Au fur et à mesure que les modes de consommation d’alcool changeaient en Grande-Bretagne au cours de la seconde moitié du XVIIIe et du début du XIXe siècle, les cafés aussi, qui devinrent plus exclusifs. Certains, comme ceux autour de St James ‘à Londres, sont devenus des institutions d’élite, réservées aux membres, associées au jeu.
«Les personnes accusées [coffee] de perdre leur temps, alors qu’ils auraient dû travailler. Les gens l’ont également accusé d’être un luxe exotique, gaspillant la monnaie forte du pays pour un produit sans valeur nutritive. Ce genre de lien entre la peur physiologique des effets du café sur la masculinité britannique [became] un vecteur d’hostilité envers les cafés », a déclaré Markman Ellis, professeur d’études du XVIIIe siècle à l’Université Queen Mary de Londres.

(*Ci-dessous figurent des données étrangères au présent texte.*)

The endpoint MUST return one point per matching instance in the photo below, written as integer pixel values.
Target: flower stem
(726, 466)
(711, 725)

Le déclin dramatique de la consommation de café en Grande-Bretagne au XIXe siècle s’est produit au moment même où le café décollait en Amérique du Nord, avec la montée en puissance du Brésil en tant que producteur de café crucial sur le dos du travail des esclaves africains. Selon Hawley, en Grande-Bretagne «[coffee has] jamais complètement rétabli »à la place charnière qu’il occupait lors de son introduction dans les îles britanniques du XVIIe siècle.

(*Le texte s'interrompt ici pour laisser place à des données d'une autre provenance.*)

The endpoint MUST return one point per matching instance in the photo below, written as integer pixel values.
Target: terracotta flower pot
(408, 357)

Alors que l’Angleterre et son empire sont en grande partie devenus des sociétés de consommation de thé dans les années 1820, la réémergence de la culture du café et des cafés au Royaume-Uni est indéniable au cours des dernières décennies.
Aujourd’hui, il semble que chaque ville britannique possède une chaîne de café internationale et que les bars à expresso compatibles avec Instagram apparaissent plus vite que vous ne pouvez dire «café de la troisième vague». La popularité des cafés britanniques de style italien a conduit les expressos, les cappuccinos et les lattes à devenir des boissons britanniques banales. Au cours de la dernière décennie, de nombreux pubs ont même commencé à servir du café le jour pour rivaliser sur ce marché relativement nouveau.

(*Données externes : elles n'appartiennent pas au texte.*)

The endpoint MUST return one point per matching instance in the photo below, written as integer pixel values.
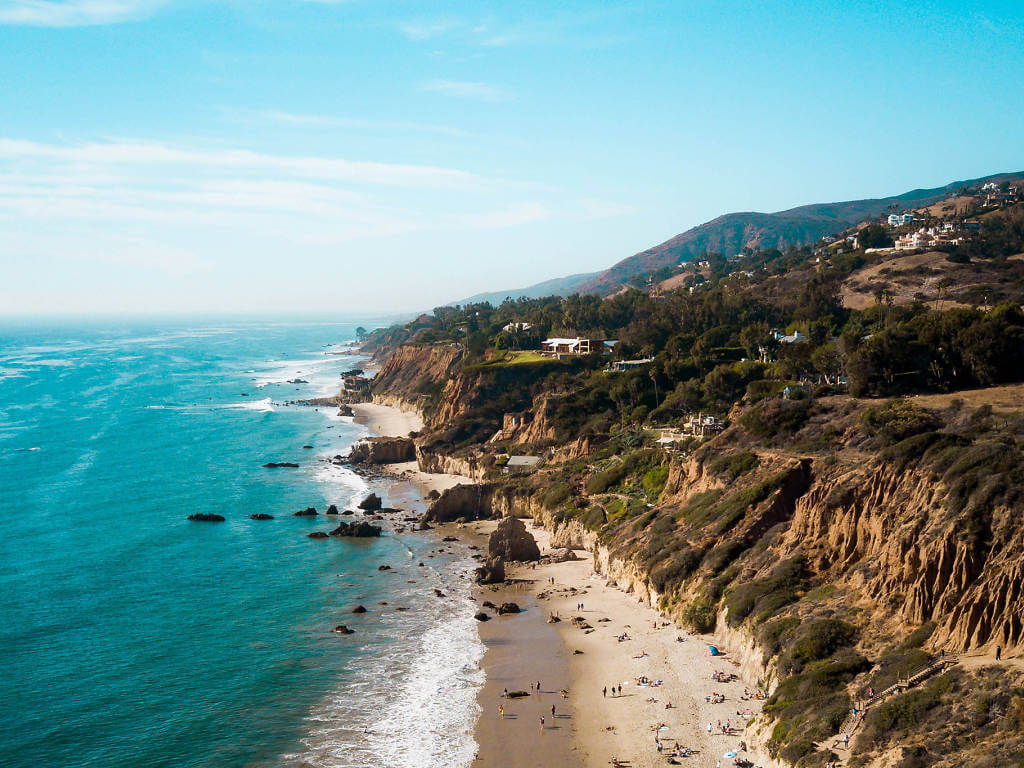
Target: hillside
(845, 512)
(556, 287)
(732, 232)
(798, 226)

Les coffeeshops ouvrent alors que de plus en plus de pubs ferment
«Nous pouvons dater le moment du café contemporain au milieu des années 1990, c’est le moment où il prend vraiment son envol», a expliqué Morris à propos de la renaissance de la culture des coffeeshop au Royaume-Uni, lorsque des chaînes comme Costa Coffee et Caffè Nero se sont formées au Royaume-Uni. «Les coffeeshops ouvrent à mesure que de plus en plus de pubs ferment; le nombre de pubs a diminué d’année en année, [while] le nombre de coffeeshops a augmenté. En fait, le coffeeshop a en quelque sorte pris le relais en tant qu’espace social du pub traditionnel.
Plus de 350 ans après que Pasqua Rosee a installé son humble stand à Londres, il semble que les coffeeshops reprennent à nouveau leur rôle d’origine en tant qu’espace incontournable pour les Britanniques pour socialiser, diffuser des informations et partager de nouvelles idées.